Being a typical New Yorker, I decided to really get the best out of my three day stay. So, on the day of my departure, Hermancina and I took a trip to a chocolate factory! Mind you, this was planned way back when I was in my second to last semester of university. And it is NOW we visit. But better late than never yes? ...Yes.
Taza Chocolate Factory is in Somerville, Massachusetts. The campus isn't too far so we walked it....well, we power walked it to be precise. All well worth it in the end.
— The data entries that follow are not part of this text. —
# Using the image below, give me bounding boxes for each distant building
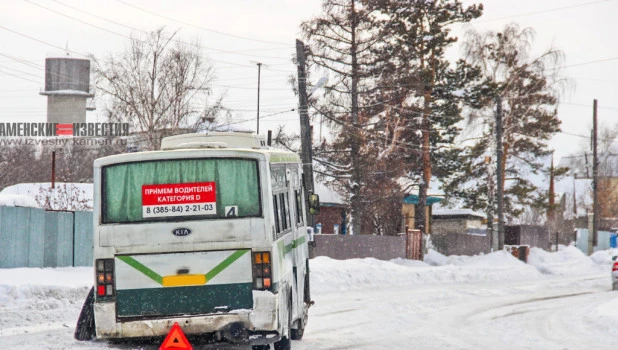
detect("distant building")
[40,57,94,124]
[431,209,487,235]
[314,182,348,235]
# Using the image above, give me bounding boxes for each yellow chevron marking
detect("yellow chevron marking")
[161,275,206,287]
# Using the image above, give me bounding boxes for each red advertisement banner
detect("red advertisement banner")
[142,182,217,206]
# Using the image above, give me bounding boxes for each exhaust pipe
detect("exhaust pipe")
[223,322,249,344]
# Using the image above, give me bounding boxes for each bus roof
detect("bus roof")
[94,133,300,166]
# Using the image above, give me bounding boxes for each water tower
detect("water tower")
[40,57,94,123]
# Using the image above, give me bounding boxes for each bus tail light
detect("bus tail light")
[253,252,272,290]
[95,259,114,297]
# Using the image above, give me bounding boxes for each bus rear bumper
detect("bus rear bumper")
[94,291,279,339]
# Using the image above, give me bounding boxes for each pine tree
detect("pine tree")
[301,0,378,234]
[445,24,563,226]
[368,0,483,232]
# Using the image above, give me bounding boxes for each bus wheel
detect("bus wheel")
[275,292,292,350]
[73,287,96,341]
[290,319,305,340]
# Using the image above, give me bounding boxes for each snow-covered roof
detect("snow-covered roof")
[313,182,345,205]
[0,193,39,208]
[431,209,485,219]
[0,182,94,211]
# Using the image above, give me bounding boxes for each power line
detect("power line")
[54,0,289,60]
[19,0,294,71]
[0,25,88,57]
[116,0,292,47]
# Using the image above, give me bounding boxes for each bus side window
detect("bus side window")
[294,190,303,225]
[273,194,281,233]
[279,192,291,231]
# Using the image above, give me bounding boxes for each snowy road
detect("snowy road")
[0,247,618,350]
[295,275,618,349]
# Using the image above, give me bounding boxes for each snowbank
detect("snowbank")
[311,250,542,293]
[0,194,39,208]
[528,246,609,278]
[0,182,94,210]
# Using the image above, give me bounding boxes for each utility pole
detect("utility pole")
[588,99,600,254]
[496,95,504,250]
[296,39,314,227]
[256,62,262,135]
[52,151,56,188]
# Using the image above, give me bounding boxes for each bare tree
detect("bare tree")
[93,28,221,150]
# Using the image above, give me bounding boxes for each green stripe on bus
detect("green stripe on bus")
[117,250,248,285]
[116,282,253,318]
[270,153,300,163]
[206,250,248,283]
[116,255,163,284]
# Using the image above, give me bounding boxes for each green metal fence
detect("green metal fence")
[0,207,93,268]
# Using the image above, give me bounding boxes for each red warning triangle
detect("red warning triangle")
[159,322,193,350]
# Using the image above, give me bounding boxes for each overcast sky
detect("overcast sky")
[0,0,618,161]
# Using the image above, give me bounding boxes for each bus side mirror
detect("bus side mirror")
[309,193,320,215]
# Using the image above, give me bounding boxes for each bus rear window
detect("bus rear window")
[101,158,261,224]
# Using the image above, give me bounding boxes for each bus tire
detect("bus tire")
[274,292,292,350]
[290,319,305,340]
[73,287,96,341]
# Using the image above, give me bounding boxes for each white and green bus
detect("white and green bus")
[75,132,317,349]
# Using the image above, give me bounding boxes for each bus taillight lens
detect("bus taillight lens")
[253,252,272,290]
[95,259,114,297]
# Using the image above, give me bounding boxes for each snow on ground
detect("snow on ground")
[0,247,618,349]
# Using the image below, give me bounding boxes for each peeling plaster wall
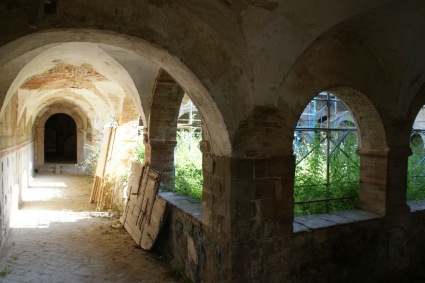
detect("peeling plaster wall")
[0,142,34,244]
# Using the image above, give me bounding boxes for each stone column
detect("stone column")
[357,147,411,215]
[201,151,295,282]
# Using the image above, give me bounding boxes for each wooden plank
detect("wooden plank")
[140,197,167,250]
[96,127,112,178]
[128,162,145,197]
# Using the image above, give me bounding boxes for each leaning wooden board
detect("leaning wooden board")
[121,165,167,250]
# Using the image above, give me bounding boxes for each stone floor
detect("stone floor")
[0,174,181,282]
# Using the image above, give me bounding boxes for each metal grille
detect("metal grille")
[293,93,359,215]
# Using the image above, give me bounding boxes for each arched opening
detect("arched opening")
[44,113,77,164]
[406,106,425,200]
[293,92,360,216]
[174,95,203,199]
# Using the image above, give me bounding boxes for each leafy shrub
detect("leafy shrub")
[294,131,360,216]
[174,129,203,199]
[407,135,425,200]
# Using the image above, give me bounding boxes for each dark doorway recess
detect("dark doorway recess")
[44,113,77,163]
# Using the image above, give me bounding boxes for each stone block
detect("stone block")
[214,156,230,179]
[254,158,270,179]
[261,199,277,219]
[230,158,254,180]
[269,155,295,177]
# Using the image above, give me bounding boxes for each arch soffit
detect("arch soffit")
[2,42,144,125]
[0,29,232,156]
[276,35,390,150]
[35,107,87,129]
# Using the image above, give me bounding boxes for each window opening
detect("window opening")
[174,95,203,199]
[293,92,360,216]
[407,106,425,200]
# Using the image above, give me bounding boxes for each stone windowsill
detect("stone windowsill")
[293,209,381,233]
[407,199,425,212]
[158,191,202,221]
[158,194,392,233]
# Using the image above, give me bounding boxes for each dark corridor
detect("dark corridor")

Getting there just in time for our afternoon tour, we decided to do some sampling on the unique rounds of chocolate and take some pics of course. The "Willy-Wanka" part of it all is that immediately, one is able to tell the distinctiveness of Taza's chocolate. The samples really do a great introduction to what one expects from a whole bar. From the packaging label to the mellow-ground taste, Taza really puts her mark on her product.
So, many things were learned on the tour. Taza's history began with una taza de chocolate (a cup of chocolate) in Mexico. The company's owner, Alex, was left with an unforgetting feeling of amazement and contentment, which became the root of where Taza began. From then on, he began working on how to bring authenticity to chocolate, and well, the rest is basically history! Today, the company stone grounds chocolate! If you want the specifics of Taza's history, you can click here!
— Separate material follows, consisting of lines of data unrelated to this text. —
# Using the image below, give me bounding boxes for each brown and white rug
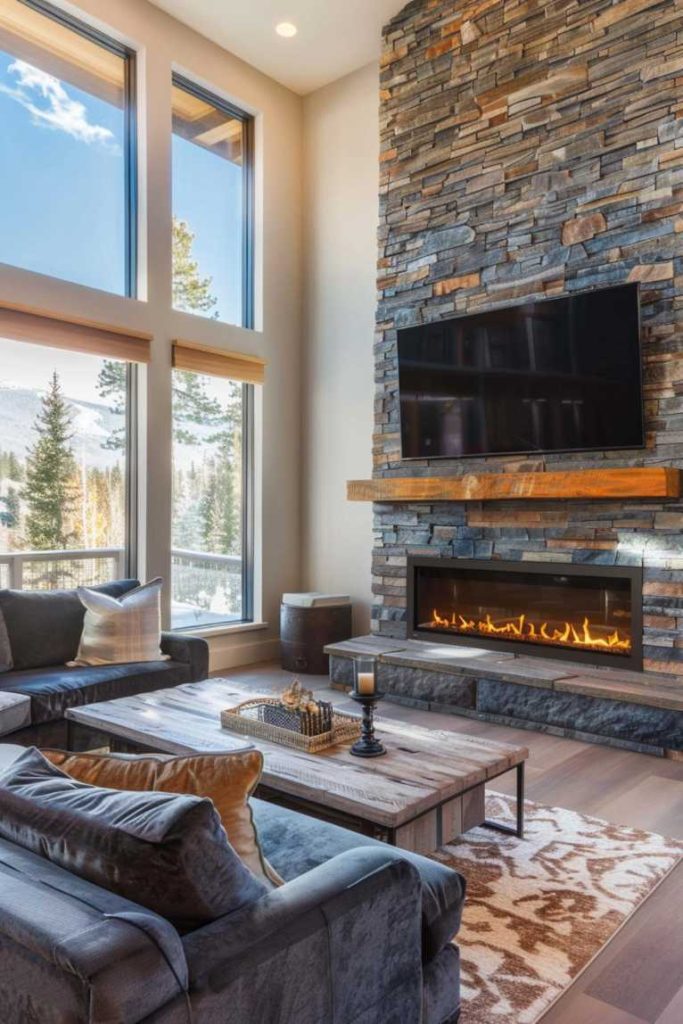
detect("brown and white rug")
[435,794,683,1024]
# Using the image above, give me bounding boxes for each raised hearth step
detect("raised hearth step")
[326,636,683,756]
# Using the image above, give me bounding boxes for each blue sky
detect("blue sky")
[0,51,242,323]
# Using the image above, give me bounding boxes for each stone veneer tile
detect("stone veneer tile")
[373,0,683,676]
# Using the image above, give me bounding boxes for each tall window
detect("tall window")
[0,0,135,295]
[0,339,134,590]
[171,362,253,629]
[173,77,253,327]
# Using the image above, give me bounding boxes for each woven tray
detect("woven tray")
[220,697,360,754]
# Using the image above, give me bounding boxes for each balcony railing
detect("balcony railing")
[0,548,242,629]
[0,548,126,590]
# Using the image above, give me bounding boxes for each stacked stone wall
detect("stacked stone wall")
[373,0,683,674]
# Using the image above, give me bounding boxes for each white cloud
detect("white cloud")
[0,60,118,150]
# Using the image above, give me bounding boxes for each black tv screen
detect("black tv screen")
[398,285,644,459]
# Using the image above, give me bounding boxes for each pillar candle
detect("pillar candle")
[356,672,375,695]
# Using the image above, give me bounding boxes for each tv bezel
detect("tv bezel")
[396,282,647,462]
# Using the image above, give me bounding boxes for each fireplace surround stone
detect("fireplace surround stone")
[370,0,683,679]
[326,636,683,759]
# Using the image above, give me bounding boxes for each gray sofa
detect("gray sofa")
[0,749,465,1024]
[0,580,209,750]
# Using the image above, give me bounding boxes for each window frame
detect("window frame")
[19,0,139,299]
[170,368,256,634]
[171,72,255,331]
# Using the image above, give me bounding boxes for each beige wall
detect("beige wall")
[302,65,379,633]
[0,0,302,669]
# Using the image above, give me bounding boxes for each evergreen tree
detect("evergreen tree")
[4,487,22,529]
[97,217,221,452]
[7,452,24,483]
[23,372,78,551]
[173,217,218,317]
[97,359,128,452]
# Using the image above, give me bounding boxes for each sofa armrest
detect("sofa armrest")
[161,633,209,683]
[183,847,422,1024]
[0,840,187,1024]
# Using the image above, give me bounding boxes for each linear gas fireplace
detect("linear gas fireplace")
[408,558,643,671]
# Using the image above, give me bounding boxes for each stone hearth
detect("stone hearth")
[326,636,683,758]
[370,0,683,679]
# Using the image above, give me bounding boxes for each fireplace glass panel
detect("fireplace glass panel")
[414,566,633,658]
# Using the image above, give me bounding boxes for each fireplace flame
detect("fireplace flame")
[427,608,631,654]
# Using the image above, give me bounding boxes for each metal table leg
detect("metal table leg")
[482,761,525,839]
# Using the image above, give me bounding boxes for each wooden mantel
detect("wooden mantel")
[346,466,682,502]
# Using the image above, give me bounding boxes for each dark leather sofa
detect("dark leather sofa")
[0,580,209,750]
[0,761,465,1024]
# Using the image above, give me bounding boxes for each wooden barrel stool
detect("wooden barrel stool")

Today, the company partners with cocoa farms in Dominican-Republic, Mexico, Belize, Bolivia and now Haiti, to help make and diversity their chocolate. Cocoa from these countries differ in their own way. But to keep the company and the farmers well informed, Taza has decided to cut out the middle-(wo)man and have an open and reliable relationship on the foundation of chocolate and its goodness. I personally am looking forward to trying out the chocolate from Haiti. It is not out yet, but soon!
One thing I found intriguing was the texture of the chocolate; the grainy-soft consistency of the cocoa placed in a chocolate bar shape. When bitten into, you see crystal-like sparks. This is the natural sugar-cane sweetness. The best part is knowing this is the natural weave of cocoa. No artificial sugar or any type of unwanted-synthetic ingredient stands in Taza's manufacturing. ...I'm sure I've finally found my go to cocoa.
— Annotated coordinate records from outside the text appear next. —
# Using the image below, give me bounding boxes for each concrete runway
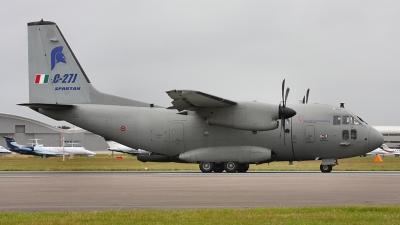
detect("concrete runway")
[0,171,400,212]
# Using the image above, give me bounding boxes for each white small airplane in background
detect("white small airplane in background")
[0,146,12,157]
[366,144,400,156]
[105,139,151,156]
[33,146,96,158]
[4,136,96,159]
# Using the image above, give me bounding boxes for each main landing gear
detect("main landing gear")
[319,164,332,173]
[199,162,250,173]
[319,159,339,173]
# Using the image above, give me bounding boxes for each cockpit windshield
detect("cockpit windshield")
[357,116,368,124]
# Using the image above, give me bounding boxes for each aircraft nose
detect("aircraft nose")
[368,127,383,151]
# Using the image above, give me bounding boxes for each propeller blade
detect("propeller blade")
[282,79,285,105]
[283,88,290,107]
[282,117,286,146]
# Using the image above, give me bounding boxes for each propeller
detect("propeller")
[279,79,296,144]
[303,88,310,104]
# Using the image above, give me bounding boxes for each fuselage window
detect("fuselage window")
[342,116,350,124]
[333,116,340,125]
[350,129,357,140]
[342,130,349,140]
[350,117,360,125]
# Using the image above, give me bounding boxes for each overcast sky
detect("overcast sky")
[0,0,400,126]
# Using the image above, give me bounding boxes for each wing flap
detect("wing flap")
[167,90,237,111]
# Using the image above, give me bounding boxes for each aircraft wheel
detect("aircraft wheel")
[199,162,214,173]
[214,163,224,173]
[319,164,332,173]
[238,163,250,173]
[224,162,239,173]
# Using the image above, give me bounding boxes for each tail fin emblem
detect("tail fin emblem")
[51,46,67,70]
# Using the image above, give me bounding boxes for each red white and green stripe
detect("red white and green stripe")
[35,74,50,84]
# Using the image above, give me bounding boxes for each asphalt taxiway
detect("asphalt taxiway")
[0,171,400,212]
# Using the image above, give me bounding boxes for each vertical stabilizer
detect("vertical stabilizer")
[28,21,91,104]
[27,21,155,108]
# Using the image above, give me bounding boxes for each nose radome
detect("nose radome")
[368,127,383,151]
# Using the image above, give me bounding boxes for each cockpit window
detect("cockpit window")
[357,116,368,124]
[333,116,340,125]
[350,129,357,140]
[342,116,350,124]
[342,130,349,140]
[350,117,360,125]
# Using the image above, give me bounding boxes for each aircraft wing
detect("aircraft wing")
[167,90,237,111]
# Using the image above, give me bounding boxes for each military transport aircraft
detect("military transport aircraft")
[20,20,383,172]
[0,146,12,157]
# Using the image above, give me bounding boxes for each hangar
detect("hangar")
[0,113,108,151]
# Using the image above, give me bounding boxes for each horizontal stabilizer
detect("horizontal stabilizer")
[167,90,237,111]
[18,103,73,109]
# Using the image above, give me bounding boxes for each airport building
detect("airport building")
[374,126,400,149]
[0,113,108,151]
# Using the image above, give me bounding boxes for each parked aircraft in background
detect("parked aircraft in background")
[4,136,96,158]
[0,146,12,157]
[105,139,151,156]
[29,139,96,158]
[20,20,383,172]
[4,136,38,155]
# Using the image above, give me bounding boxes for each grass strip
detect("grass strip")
[0,206,400,225]
[0,154,400,171]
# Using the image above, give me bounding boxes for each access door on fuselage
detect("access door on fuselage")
[169,122,185,155]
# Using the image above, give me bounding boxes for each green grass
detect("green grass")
[0,206,400,225]
[0,154,400,171]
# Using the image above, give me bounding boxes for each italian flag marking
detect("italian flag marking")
[35,74,50,84]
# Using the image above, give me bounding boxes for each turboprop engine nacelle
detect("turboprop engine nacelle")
[200,102,279,131]
[179,146,275,163]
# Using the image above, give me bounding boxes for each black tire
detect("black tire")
[238,163,250,173]
[199,162,214,173]
[214,163,224,173]
[319,164,332,173]
[224,162,239,173]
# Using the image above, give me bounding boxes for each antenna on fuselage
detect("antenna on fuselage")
[303,88,310,104]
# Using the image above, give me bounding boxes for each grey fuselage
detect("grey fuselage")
[38,104,382,161]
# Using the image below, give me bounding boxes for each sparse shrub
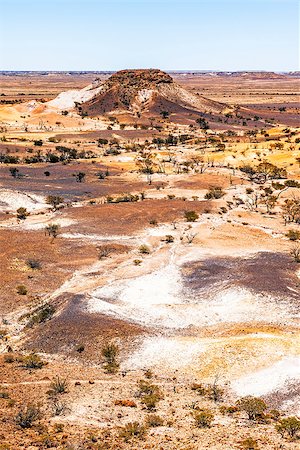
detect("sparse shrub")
[204,186,225,200]
[51,396,69,416]
[290,245,300,263]
[208,382,224,402]
[240,438,259,450]
[0,391,9,400]
[193,409,214,428]
[17,284,28,295]
[141,393,161,411]
[144,369,153,380]
[76,344,84,353]
[284,180,300,188]
[184,211,199,222]
[139,244,150,255]
[73,172,85,183]
[26,259,42,270]
[119,422,146,442]
[4,353,15,364]
[48,375,69,397]
[45,223,60,239]
[191,383,207,395]
[165,234,174,244]
[101,342,120,373]
[46,195,64,210]
[15,405,41,428]
[21,353,45,369]
[146,414,164,428]
[268,409,281,421]
[286,230,300,241]
[275,416,300,438]
[220,406,239,415]
[115,400,137,408]
[17,207,30,220]
[236,395,267,420]
[27,303,55,327]
[137,380,163,411]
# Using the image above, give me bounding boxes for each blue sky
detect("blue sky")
[0,0,299,71]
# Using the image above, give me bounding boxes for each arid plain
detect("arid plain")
[0,70,300,450]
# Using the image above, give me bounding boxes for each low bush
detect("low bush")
[193,409,214,428]
[48,375,69,397]
[17,284,28,295]
[101,342,120,373]
[240,438,259,450]
[286,230,300,241]
[15,405,41,428]
[26,259,42,270]
[236,395,267,420]
[275,416,300,438]
[204,186,225,200]
[146,414,164,428]
[119,422,146,442]
[184,211,199,222]
[139,244,150,255]
[27,303,55,327]
[21,353,46,369]
[115,400,137,408]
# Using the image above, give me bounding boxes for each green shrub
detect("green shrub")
[184,211,199,222]
[241,438,259,450]
[119,422,146,442]
[193,409,214,428]
[27,303,55,327]
[26,259,42,270]
[236,395,267,420]
[21,353,45,369]
[48,375,69,397]
[204,186,225,200]
[137,380,163,411]
[286,230,300,241]
[17,284,28,295]
[15,405,41,428]
[101,342,120,373]
[146,414,164,428]
[17,207,30,220]
[275,416,300,438]
[139,244,150,255]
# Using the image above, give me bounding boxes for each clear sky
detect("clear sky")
[0,0,299,71]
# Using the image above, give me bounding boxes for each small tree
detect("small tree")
[236,395,267,420]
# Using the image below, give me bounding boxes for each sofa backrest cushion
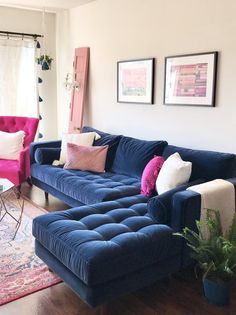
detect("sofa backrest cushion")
[82,126,121,172]
[112,137,167,178]
[163,145,236,181]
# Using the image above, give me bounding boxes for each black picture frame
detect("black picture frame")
[163,51,218,107]
[117,58,155,104]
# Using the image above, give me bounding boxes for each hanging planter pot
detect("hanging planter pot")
[37,55,53,71]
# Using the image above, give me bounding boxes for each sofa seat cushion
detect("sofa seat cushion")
[33,201,175,286]
[31,163,140,204]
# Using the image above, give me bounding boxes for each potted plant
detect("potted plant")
[175,209,236,305]
[37,55,53,70]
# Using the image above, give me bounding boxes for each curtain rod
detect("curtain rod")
[0,31,43,38]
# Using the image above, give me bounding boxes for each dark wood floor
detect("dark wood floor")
[0,185,236,315]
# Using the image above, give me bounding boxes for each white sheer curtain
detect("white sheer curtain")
[0,38,38,117]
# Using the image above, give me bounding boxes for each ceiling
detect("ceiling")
[0,0,94,11]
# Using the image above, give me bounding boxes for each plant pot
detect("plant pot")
[203,279,231,306]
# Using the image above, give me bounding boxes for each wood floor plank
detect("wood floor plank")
[0,184,236,315]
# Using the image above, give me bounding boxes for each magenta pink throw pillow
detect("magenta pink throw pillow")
[141,156,164,197]
[64,143,108,173]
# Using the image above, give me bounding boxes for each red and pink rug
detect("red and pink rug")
[0,198,61,305]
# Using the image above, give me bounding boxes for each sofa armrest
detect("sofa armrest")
[148,179,203,225]
[34,148,61,164]
[30,140,61,164]
[170,190,201,232]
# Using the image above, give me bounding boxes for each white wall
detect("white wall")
[0,6,57,140]
[55,0,236,153]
Texture was intriguing, yes, but space fell under a different category. I though it was attractive witnessing the intimacy of the factory. It isn't too big, and being from from city, I must say it isn't big at all. The company started from one room and now use one entire floor of a factory to bring about the authenticity of cocoa; everyone works side-by-side to everyone.
In the end, the tour was packed with information and lasted for about an hour. From breaking down the cocoa, to cleaning the insides of the chocolate machines with pure chocolate (personally my favorite fact), you are sure to know the ins-and-outs of Chocolate 101 in Taza's Chocolate Factory.
However, as you all know, I am from Brooklyn so I won't be able to stop by Taza whenever I get my Taza-ich. But that's no worries. Taza ships her chocolate to different shops and markets....including Whole Foods...So I'll be just fine.
Still, I invite you to give them a try! It's different in the many ways you can and cannot imagine. If you are in the Boston area, visit the Taza Cocoa Factory; be sure to schedule a tour if you in the area! And if not, checkout the site here. December will be around the corner soon, and Taza Chocolate makes a great gift for the cocoa lovers you are well acquainted with. You can order online or visit a Whole Foods near by.
But like always, stay well and have a great rest of the week!